Для повышения лояльности пациента к процедуре онкоскрининга с помощью системы «Визилайт Плюс» мы рекомендуем применять проведение анкетирования по вектору соматической патологии, то есть о перенесенных и сопутствующих заболеваниях, аллергологическом анамнезе и т. д. (рис. 1).
В данной анкете среди пятидесяти типичных вопросов имеется десять специальных, маркированных «звездочкой», положительный ответ на которые позволяет врачу вступить в беседу с пациентом для подтверждения факторов риска по онкопатологии.
Объективно доказано, что подобный обоснованный диалог с пациентом, который собственноручно указал один из настораживающих врача факторов риска (например, факт перенесенного заболевания раком у близких родственников или курение более 15 сигарет в день), позволяет врачу-стоматологу почти гарантированно обосновать необходимость проведения скрининг-теста «ВизиЛайт Плюс».

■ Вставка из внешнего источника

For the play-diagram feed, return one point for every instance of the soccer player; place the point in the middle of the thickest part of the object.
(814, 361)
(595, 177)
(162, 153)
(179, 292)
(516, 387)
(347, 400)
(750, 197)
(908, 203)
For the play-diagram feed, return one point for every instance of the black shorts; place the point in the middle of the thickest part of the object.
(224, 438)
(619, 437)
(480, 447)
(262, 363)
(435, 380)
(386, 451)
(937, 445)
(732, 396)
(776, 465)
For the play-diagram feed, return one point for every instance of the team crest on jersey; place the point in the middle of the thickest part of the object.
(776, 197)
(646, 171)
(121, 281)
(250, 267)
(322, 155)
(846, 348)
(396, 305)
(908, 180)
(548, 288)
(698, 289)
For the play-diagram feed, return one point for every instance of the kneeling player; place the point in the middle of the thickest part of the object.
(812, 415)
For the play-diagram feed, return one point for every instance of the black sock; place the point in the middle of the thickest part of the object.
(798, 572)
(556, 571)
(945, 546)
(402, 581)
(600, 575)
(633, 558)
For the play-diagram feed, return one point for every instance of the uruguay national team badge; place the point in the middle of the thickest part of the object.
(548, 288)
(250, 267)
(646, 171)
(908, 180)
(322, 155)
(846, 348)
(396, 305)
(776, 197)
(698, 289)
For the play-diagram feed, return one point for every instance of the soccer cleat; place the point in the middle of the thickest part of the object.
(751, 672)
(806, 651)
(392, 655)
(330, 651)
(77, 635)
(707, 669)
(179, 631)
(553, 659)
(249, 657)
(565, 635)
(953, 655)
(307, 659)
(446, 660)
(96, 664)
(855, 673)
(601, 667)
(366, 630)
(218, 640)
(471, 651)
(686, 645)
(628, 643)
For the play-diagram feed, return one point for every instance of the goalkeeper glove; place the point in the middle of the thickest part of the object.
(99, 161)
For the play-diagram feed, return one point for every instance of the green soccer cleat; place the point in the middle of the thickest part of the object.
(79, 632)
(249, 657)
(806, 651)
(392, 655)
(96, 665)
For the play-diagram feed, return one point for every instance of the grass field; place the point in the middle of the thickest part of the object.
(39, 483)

Важным аспектом является то, что врач в результате скрининг-теста обещает не обнаружить рак, а, наоборот, предполагает исключить факт заболевания, чтобы по окончании приема у пациента была мотивация отказа от вредных привычек. При получении согласия врач должен оформить с пациентом акт добровольного информированного согласия на процедуру.
Дальнейшие действия направлены на медицинское обследование. Убедившись в симметричности лица, оценив состояние кожных покровов, врач приступает к обследованию региональных лимфатических узлов. Начинает осмотр с затылочных узлов (рис. 2), затем обследует узлы в проекции околоушной слюнной железы (рис. 3), надчелюстных (рис. 4), а при пальпации подчелюстной зоны (рис. 5) и по ходу кивательной мышцы (рис. 6) для снижения ригидности мышц лучше поддерживать пациента свободной рукой в области шеи сзади.
Рис. 2. Пальпация лимфоузлов затылочной и заушной областей.
Рис. 3. Пальпация лимфоузлов в проекции околоушной слюнной железы.
Рис. 4. Пальпация надчелюстных лимфатических узлов.